En 2016, invité avec Paulette Sarcey par l’Institut CGT d’histoire sociale de la métallurgie, quand il est questionné sur ce qui motive son militantisme et les raisons pour lesquelles il continue à témoigner aujourd’hui, il répond : « On parle beaucoup d’Auschwitz, parfois plus que de la Résistance, mais on ne parle pas des causes de la Shoah (« catastrophe » en hébreu). Après la Première Guerre mondiale, on a parlé de la « der des der », puis après la deuxième, on a dit « plus jamais ça ! », mais on ne parle pas des causes de ces guerres. Cette question est pourtant capitale si l’on veut éviter qu’elles se reproduisent. Si l’on ne parle pas de Munich et du Front Populaire, on ne peut pas comprendre ce qui s’est passé à Vichy. Or les mêmes causes produisant les mêmes effets, cela risque de se reproduire mais en pire. Les nazis ont en effet été arrêtés dans leur élan par la coalition anti-fasciste mais s’ils ne l’avaient pas été, il y aurait eu des millions de morts supplémentaires. Avec les évolutions technologiques, on imagine donc facilement ce que pourraient faire les « héritiers » des nazis. (…) »
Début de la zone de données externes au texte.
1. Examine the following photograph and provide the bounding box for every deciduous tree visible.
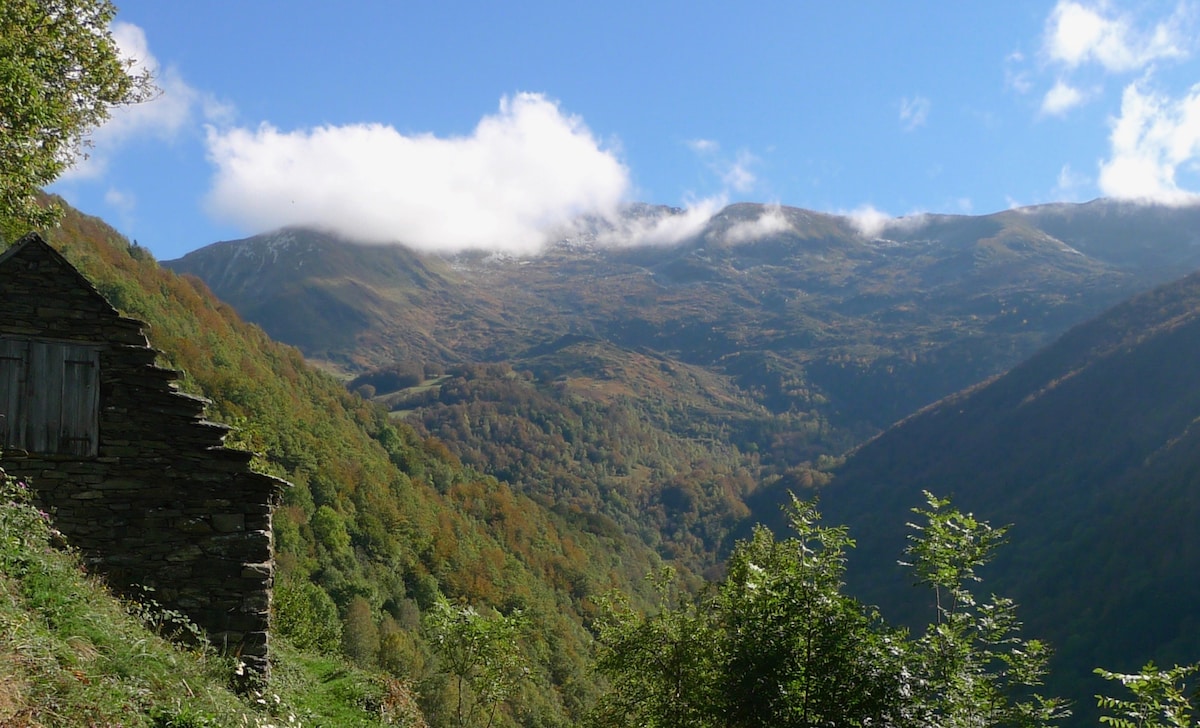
[0,0,152,237]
Imaginer Maurice éteint ? Peut-on finalement choisir idée plus saugrenue ?

Une cérémonie officielle se tiendra dans la cour d’honneur des Invalides le vendredi 27 novembre 2020 à 10h30. La Fondation pour la Mémoire de la Déportation à laquelle Maurice avait choisi de consacrer ses dernières forces sera représentée par son président Serge Wolikow. Compte tenu de la situation sanitaire, cette cérémonie ne pourra pas accueillir de public, mais des photos et un enregistrement seront disponibles ultérieurement.

Maurice sera ensuite conduit au cimetière du Père-Lachaise où nous honorerons une dernière fois sa mémoire le mercredi 2 décembre 2020 à 14h30. La crise sanitaire nous imposant un nombre très limité de participants à la cérémonie de crémation, nous nous excusons de ne pouvoir vous inviter dans la salle, sauf assouplissement qui interviendrait d’ici-là. Si vous souhaitez toutefois participer, nous nous retrouverons en mémoire de Maurice avant la cérémonie du Père Lachaise, le long de l’avenue transversale n° 3, entre la division 87 et la division 88 à 13h45 (par la porte Gambetta).